Se você chegou no final desse texto e reconheceu que sua luta diária com a balança (e com o corpo) é uma herança familiar, te faço um convite: você pode não conseguir desconstruir e reconstruir tudo isso de maneira completa. Mas você pode passar a mensagem de uma maneira diferente para seus filhos, sobrinhos, amigos, alunos, e qualquer outra pessoa que esteja perto de você.

Quando estiver em contato com alguém que cobre muito da criança para que ela seja magra, faça comentários que relacionam insucesso com gordura, conte sua história. Fale da sua auto-estima, da sua ansiedade em relação a comida, das suas crenças e o quanto isso já te fez sofrer e desacreditar que era capaz de milhares de coisas. Lembre essa pessoa que as crianças confiam nos adultos (sobretudo nos pais e educadores), e reforçar a idéia de um corpo padrão é proporcionar a ela a mesma vida que você, por tanto tempo, levou. E que se isso resolvesse, não teríamos uma taxa tão grande de obesidade, sobrepeso e transtornos alimentares no mundo.

Quando estiver com alguma criança, por mais difícil que seja, tente tratar a alimentação com normalidade, neutralidade. Não estou falando para ‘liberar geral', porque a idéia não é essa. Mas é deixar de lado a mentalidade de dieta e não incutir a idéia de comida ‘do mal’ e ‘do bem’ numa criança. Tente não falar de dieta, de vincular gordura a fracasso, e reforçar a idéia de que viver de dieta é normal.
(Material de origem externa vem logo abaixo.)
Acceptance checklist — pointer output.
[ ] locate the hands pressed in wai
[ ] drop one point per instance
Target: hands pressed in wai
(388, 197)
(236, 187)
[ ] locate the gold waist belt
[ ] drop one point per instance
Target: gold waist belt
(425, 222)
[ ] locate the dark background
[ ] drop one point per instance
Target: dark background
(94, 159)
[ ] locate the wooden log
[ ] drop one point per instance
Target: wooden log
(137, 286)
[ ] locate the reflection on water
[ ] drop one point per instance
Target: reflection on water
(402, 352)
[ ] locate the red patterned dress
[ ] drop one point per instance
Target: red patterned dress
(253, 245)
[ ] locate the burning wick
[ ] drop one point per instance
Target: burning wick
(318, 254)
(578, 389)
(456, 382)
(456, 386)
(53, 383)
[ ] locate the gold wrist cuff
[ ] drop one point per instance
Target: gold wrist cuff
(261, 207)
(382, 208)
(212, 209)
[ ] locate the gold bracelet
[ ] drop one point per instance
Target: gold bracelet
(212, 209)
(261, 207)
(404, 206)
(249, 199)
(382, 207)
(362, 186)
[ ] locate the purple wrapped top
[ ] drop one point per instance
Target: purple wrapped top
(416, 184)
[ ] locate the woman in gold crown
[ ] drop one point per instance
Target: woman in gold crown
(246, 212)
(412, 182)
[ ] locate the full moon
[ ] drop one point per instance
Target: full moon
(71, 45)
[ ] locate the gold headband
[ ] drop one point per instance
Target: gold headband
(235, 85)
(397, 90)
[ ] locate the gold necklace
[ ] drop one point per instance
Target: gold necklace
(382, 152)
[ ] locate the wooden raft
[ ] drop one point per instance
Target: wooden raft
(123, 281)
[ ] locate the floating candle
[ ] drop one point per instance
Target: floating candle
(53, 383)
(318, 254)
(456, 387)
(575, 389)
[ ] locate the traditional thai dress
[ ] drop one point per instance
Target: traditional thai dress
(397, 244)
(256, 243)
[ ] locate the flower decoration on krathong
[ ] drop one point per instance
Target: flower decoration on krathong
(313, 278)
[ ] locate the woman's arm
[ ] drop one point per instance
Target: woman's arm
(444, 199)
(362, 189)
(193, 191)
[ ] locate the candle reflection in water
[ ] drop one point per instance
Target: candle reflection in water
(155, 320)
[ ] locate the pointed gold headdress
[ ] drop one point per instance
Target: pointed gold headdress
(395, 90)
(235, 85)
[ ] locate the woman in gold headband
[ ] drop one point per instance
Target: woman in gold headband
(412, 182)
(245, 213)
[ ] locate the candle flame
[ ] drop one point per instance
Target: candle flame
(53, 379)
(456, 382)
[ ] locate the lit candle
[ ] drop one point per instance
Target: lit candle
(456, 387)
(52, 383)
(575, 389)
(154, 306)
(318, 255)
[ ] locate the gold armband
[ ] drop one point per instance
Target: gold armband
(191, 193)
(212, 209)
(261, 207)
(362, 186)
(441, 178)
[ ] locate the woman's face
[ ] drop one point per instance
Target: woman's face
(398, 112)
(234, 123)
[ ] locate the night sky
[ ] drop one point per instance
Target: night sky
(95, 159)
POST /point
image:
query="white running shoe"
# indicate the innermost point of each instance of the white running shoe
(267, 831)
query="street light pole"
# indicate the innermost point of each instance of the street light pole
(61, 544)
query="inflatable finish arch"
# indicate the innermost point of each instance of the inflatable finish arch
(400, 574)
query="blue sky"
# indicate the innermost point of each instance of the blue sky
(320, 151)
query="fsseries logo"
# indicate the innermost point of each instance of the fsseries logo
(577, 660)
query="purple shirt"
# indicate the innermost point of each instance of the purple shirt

É muito difícil para muita gente, mas mais difícil ainda, é ver uma criança que você ama tanto passando pelas mesmas dificuldades que você passou e talvez ainda passe!

Até a próxima!

Marina

*Pesquisa realizada pela Secretaria de Estado da Saúde de São Paulo, em 2014.

*Se você tem algum transtorno alimentar ou acredita ter, converse com o especialista sobre se pesar ou não se pesar!

*Se você continua em dúvida se deve ou não se pesar, converse com um profissional de confiança!